The study was carried out by Swedish newspaper Dagens Nyheter in tandem with the National Veterinary Institute (Statens veterinärmedicinska).
For the test, 20 packets of German pork and 20 packets of Danish pork were bought in various stores in the Stockholm area.
When the results came back it was found that four of the Danish packets contained the resistant MRSA bacteria (Methicillin-resistant Staphylococcus aureus), while one of the German packets had the bacteria.
"It is just a matter of time before Swedish pigs get the bacteria and there is no plan of action," Björn Bengtsson of the National Veterinary Institute told Dagens Nyheter.
Pigs do not become ill from MRSA and the bacteria is not particularly dangerous for people who are healthy. But for people who are already feeling weak or poorly, exposure to the bacteria can lead to blood poisoning and in the worst cases death.
Despite the findings, experts conceded that the prospects of being infected through the pork were small.
"It's unlikely that you would become infected through meat but it is unpleasant to know that there are resistant bacteria in the food that you buy," Olov Aspevall, chief physician of the Swedish Public Health Agency (Folkhälsomyndigheten) told the newspaper.
Sweden has strict rules regarding the treatment and the importation of live pigs. Sick animals are treated individually, while in many other countries they give antibiotics to both healthy and sick animals.

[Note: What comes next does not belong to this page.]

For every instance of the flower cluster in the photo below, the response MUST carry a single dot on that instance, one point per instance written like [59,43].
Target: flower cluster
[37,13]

Only a handful of cases involving MRSA in Swedish pigs have been found in recent years. The situation in neighbouring Denmark is rather different, where it was recently discovered that one in five packets of pork sold in Danish shops contained MRSA.
The Dagens Nyheter/National Veterinary Institute survey found four out of 20 Danish pork packets had the bacteria, compared to just one of 20 German packets.
"It could just be chance that there were fewer than in the Danish packages. Had there been more samples the result might have been different," added Björn Bengtsson.
Last year Sweden imported 142,000 tonnes of pig products, with three quarters of that amount coming from Denmark and Germany.